I was having such a productive Monday morning, the sun was shining and I was looking forward to a productive natter with a bridging company BDM.
Then it happened.
I was very kindly made aware of a weekend article in the Guardian about mortgage advisers, who – shock horror – were about to get paid the bank-busting sum of 0.20 per cent on mortgage retention!
Now, seeing as the journalist was probably shocked that a) mortgage brokers still exist, and b) we actually get paid for what we do, perhaps I shouldn’t have been so livid.
I’ve contributed to many Guardian articles about mortgages in the past, and I hope to do so in the future.
This article hurt though.
Mortgage advice is, quite rightly, heavily regulated. It protects clients, it protects the public from further bailouts to the ‘pesky banks’ and it protects some brokers from themselves.
As a result, running a mortgage advice business is not cheap.
We pay to trade – whether it be for regulator charges, network compliance charges, or industry levies to pay compensation to people poorly advised on different financial products by ‘other’ financial advisers.
That’s just so we can trade.
Then you’ve got normal running costs such as offices, staffing, professional indemnity insurance, marketing. The list goes on.
When the work actually gets done, we put in many hours of research time, in evenings and at weekends before advising the clients on the most cost-effective route to take.
No mortgage broker is going to get rich by earning £300 on a £100,000 mortgage.

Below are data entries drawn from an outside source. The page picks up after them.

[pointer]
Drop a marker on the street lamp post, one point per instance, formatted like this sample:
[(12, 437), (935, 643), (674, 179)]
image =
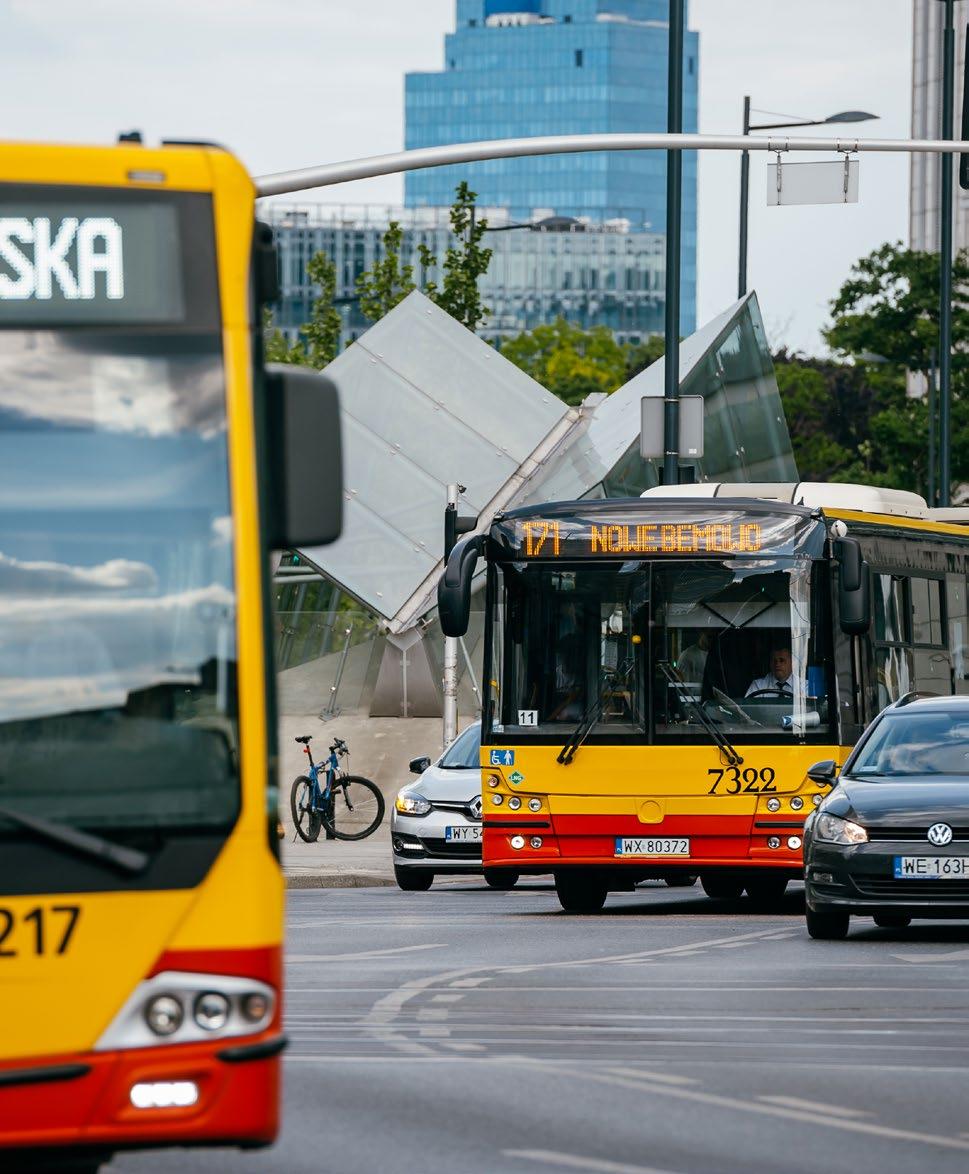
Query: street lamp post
[(745, 169)]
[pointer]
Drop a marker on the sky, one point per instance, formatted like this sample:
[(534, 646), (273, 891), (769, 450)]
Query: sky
[(296, 82)]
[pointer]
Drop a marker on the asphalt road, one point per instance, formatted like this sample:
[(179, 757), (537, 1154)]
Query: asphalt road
[(464, 1030)]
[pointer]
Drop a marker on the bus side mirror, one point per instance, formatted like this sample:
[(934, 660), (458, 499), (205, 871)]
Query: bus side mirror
[(453, 588), (823, 773), (854, 594), (304, 464)]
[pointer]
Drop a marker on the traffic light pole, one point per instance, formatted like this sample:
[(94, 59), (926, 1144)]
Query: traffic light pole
[(671, 417)]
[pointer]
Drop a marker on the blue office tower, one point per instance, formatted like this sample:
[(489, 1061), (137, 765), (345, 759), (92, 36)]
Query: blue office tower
[(517, 68)]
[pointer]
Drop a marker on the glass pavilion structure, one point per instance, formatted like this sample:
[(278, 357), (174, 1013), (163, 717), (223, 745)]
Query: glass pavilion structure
[(425, 403)]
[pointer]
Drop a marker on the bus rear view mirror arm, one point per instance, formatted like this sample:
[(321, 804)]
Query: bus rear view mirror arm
[(453, 588), (854, 593), (304, 464)]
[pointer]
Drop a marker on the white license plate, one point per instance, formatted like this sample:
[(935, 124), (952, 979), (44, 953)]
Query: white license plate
[(652, 845), (463, 834), (930, 868)]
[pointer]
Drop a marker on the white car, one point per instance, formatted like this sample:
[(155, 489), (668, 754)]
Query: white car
[(436, 822)]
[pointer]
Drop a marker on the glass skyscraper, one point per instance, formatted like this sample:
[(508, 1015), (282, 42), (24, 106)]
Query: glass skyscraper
[(518, 68)]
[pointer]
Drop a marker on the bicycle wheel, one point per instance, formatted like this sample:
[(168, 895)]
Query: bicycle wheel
[(307, 821), (357, 808)]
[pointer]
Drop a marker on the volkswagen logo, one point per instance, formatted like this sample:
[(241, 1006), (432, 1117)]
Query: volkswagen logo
[(940, 834)]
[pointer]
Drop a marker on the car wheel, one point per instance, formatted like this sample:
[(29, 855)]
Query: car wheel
[(766, 891), (580, 894), (721, 888), (829, 925), (414, 879)]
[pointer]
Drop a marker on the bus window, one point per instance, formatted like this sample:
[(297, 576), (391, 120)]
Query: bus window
[(569, 646)]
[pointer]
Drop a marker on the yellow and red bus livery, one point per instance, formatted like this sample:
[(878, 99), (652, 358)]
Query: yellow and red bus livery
[(661, 672), (141, 897)]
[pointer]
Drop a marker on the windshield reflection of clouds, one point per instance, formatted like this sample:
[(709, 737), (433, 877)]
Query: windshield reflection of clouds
[(115, 530)]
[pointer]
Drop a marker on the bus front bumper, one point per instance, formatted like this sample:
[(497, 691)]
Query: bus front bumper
[(224, 1091)]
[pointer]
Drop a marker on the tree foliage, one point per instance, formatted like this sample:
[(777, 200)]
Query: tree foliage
[(318, 342), (389, 281), (569, 361)]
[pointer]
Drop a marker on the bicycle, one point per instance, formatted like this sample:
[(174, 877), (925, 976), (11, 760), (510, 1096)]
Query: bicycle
[(315, 805)]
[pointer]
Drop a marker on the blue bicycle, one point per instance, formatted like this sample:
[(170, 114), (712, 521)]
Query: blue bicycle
[(347, 805)]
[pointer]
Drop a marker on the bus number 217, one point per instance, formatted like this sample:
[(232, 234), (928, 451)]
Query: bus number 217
[(734, 781)]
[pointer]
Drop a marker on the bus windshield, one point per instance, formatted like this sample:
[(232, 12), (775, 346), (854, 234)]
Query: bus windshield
[(118, 697), (658, 649)]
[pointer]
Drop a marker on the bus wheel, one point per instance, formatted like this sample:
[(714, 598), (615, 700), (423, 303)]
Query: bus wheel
[(721, 886), (767, 891), (579, 894)]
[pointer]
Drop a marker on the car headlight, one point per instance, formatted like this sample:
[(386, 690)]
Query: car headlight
[(835, 830), (411, 803)]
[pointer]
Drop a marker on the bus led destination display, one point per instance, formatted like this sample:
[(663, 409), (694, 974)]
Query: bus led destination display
[(630, 533)]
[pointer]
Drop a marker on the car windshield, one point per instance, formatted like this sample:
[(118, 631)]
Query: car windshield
[(906, 744), (464, 753)]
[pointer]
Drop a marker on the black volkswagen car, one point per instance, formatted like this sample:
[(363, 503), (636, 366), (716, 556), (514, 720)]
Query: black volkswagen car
[(892, 838)]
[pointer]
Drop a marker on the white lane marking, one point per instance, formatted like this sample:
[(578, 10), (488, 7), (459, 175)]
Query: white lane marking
[(814, 1106), (734, 1104), (362, 955), (665, 1078), (574, 1162), (953, 956)]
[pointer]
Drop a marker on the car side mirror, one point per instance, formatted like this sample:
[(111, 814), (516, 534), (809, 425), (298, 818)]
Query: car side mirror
[(305, 471), (854, 591), (823, 773)]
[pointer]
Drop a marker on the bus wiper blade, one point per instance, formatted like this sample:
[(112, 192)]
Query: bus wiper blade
[(686, 699), (589, 719), (128, 859)]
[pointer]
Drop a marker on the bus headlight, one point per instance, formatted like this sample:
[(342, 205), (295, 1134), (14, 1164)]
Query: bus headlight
[(212, 1011), (165, 1014)]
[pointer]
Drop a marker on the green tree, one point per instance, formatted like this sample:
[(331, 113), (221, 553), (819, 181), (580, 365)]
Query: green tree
[(388, 282), (463, 265), (320, 337), (569, 361), (885, 321)]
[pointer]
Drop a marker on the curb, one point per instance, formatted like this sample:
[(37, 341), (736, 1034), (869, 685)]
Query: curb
[(338, 881)]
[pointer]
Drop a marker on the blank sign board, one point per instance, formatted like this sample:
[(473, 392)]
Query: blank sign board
[(651, 443), (813, 183)]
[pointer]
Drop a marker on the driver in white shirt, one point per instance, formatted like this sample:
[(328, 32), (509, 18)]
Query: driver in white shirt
[(779, 680)]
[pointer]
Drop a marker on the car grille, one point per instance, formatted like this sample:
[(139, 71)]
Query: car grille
[(444, 848), (921, 890), (912, 834)]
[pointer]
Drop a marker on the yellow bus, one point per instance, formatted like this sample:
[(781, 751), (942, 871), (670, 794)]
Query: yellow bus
[(663, 672), (148, 465)]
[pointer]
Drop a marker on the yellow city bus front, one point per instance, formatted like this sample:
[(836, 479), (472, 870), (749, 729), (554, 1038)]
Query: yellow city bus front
[(660, 681), (140, 898)]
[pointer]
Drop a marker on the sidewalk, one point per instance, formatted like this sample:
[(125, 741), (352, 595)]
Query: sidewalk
[(379, 749)]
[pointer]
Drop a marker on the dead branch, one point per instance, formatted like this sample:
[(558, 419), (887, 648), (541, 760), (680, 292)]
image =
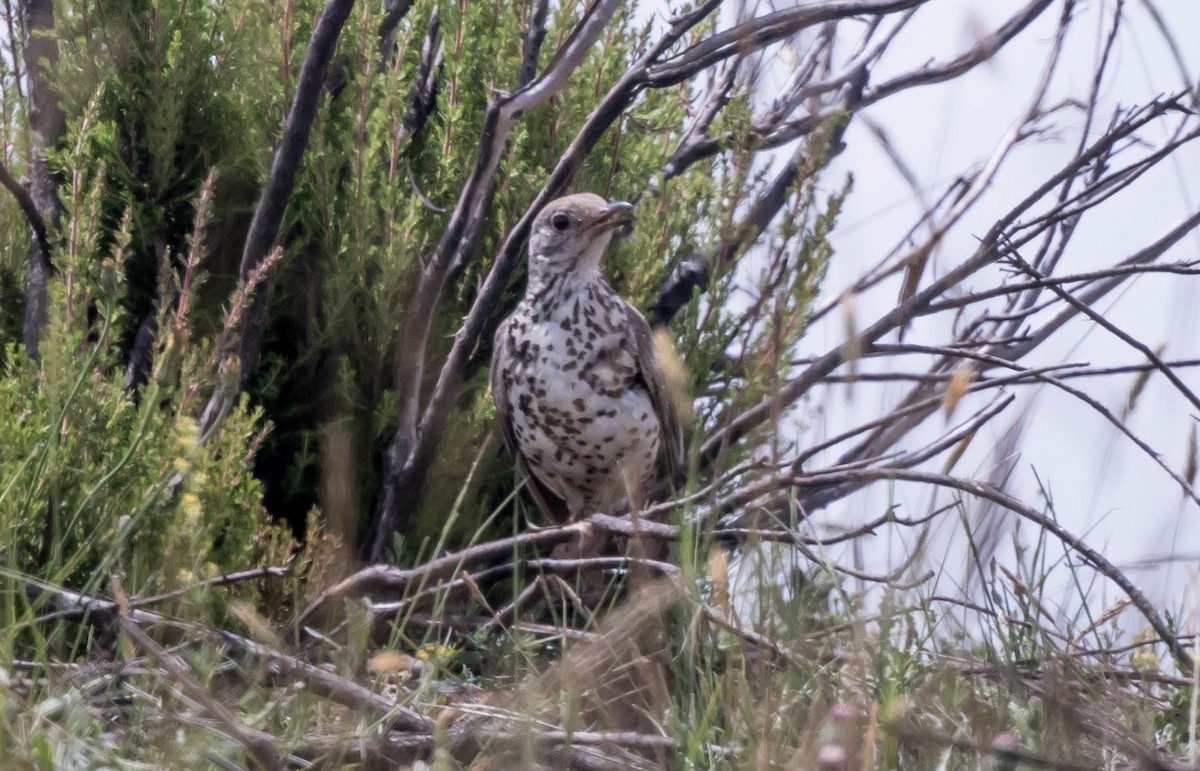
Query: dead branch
[(264, 228)]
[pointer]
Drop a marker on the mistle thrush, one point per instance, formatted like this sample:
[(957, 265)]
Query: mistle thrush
[(580, 396)]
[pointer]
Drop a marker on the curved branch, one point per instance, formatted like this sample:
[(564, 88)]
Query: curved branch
[(264, 228)]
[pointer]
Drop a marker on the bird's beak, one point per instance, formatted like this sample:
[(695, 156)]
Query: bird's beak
[(617, 216)]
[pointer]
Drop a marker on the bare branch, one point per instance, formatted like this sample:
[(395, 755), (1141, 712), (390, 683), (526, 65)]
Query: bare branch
[(264, 228)]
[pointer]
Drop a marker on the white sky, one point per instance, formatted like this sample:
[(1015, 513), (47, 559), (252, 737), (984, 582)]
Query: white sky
[(1103, 486)]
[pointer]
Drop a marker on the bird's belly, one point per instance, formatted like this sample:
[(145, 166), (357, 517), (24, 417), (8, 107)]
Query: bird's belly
[(582, 441)]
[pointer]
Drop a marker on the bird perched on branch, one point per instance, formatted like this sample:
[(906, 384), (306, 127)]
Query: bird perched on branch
[(579, 390)]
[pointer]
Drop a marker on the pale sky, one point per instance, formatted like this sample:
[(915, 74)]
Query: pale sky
[(1103, 486)]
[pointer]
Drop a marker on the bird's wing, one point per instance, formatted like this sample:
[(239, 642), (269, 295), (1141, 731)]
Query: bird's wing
[(552, 508), (651, 374)]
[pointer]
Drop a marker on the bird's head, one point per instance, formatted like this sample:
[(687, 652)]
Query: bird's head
[(570, 233)]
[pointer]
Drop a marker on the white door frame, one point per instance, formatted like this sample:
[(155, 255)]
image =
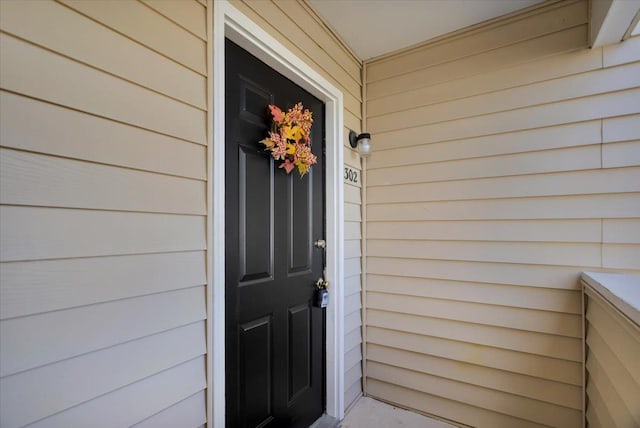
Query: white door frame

Some mortgage brokers charge fees to clients for their advice, some don’t.
That choice is based on risk – will a broker risk their time, maybe for three or six months of a house purchase transaction, to potentially not be paid a penny from the lender should a mortgage not complete as planned?
Documentation is strict and potential clients are fully aware of any charges that could apply before they begin working with a broker.
Clients get full illustrations which detail the mortgage deal advised, and a mortgage suitability letter, sometimes nine pages or more in length.
If the best advice is for the client to take a deal that doesn’t produce commission for the broker, that’s what we do.
It’s about trust.
We can’t just ‘roll over’ a client to earn commission.
We have to provide detailed reasoning and evidence of research that proves that remaining with the existing lender is the most cost-effective route for the client to take.
We put the same amount of time and care into this as we would a full remortgage even if we get paid half of what the same lender would pay for a new client.
It’s also about the stuff we don’t get paid for.
The conversations with estranged married partners in tears, sat before us as their current high street lender won’t approve them for a request to transfer their mortgage to a new home because ‘lending policy has changed’ since they took the loan out.
We pick up the pieces.
Also, mortgage commission is roughly the same now as it was ten years ago, and the workload for a mortgage broker has doubled in that time.
It’s not a sin to earn money for your work, or for a lender to pay a broker for retaining their client for them.
I worked for high street lenders for more than 10 years before becoming a broker.
I used to go home at 5pm without fail then. Now I’ve lost count of the times I’ve missed bedtime with my daughters because I’ve had to work to 9pm or later to ‘make the deal happen’.
It is pretty off for an entire profession to be demonised because they expect, just like other professions, to be able to earn a suitable sum for their work.